God often uses nonhuman agents to reach people, teach lessons, and direct the course of events according to His will. Balaam’s donkey spoke with him (Num 22:22-33); in the books of the Kings, God used ravens, lions, and two bears to reveal His will to Elijah and Elisha (1 Kings 17:4-6, 20:35-36, 2 Kings 2:23-25). Christ used a storm to teach his disciples on the Sea of Galilee (Mt 8:26-27, Mk 4:39-41). A fish swallowed a coin to pay for Jesus’ and Peter’s tax (Mt 17:25-27). Job 12:7-12 and Prov 6:6-8 affirm that beasts, fowl, fish and even ants provide us with valuable life lessons as we observe them. David writes, “The heavens declare the glory of God; and the firmament shows His handiwork. Day unto day utters speech, and night unto night reveals knowledge.” (Psalm 19:1-2). There is no question that creation itself bears witness to and teaches us much of God and His will. Likewise in our text God uses a vine, a worm, and a “scorching east wind” to teach Jonah a great lesson.

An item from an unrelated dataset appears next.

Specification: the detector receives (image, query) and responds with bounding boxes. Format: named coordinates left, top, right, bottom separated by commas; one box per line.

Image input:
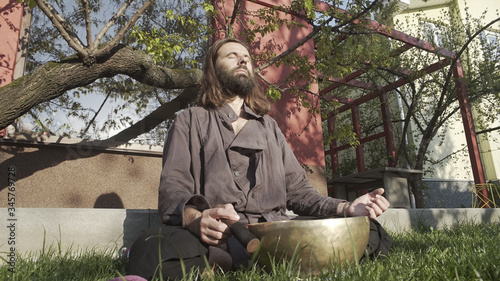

Recall how Jonah sought safety in the belly of a ship, but oddly enough found his salvation in the belly of God’s fish. Well, now he seeks protection by building a hut, but God sends true shade to comfort him in the form of a plant; in the face of Jonah’s anger, the Lord poured out even more mercy and grace to Jonah, granting him shelter from the dessert heat, by causing a leafy vine to grow over Jonah. Jonah enjoyed the comfort of the plant, but just like the ship, the fish, and the hut, his safe haven was short lived, as God ordained a worm to eat the vine and an east wind to blow it away. We learn from this that we are not to substitute anything for God Himself – He only is our salvation; neither God’s provision nor our own provision is to be a substitute for the rest and comfort we are to receive from God alone. God was concerned with Jonah’s physical state, and the comfort He provided for Jonah in the plant, was genuine; however, He was far more concerned that Jonah learn the lesson for which the plant, the worm and the wind were prepared, so God once again probes Jonah to consider the value of his anger.
Read God’s answer set in contrast to Jonah’s anger (Jon 4:9-11). What is the lesson that God is teaching Jonah through the plant, the vine, and the wind? What has He taught you through nonhuman agents?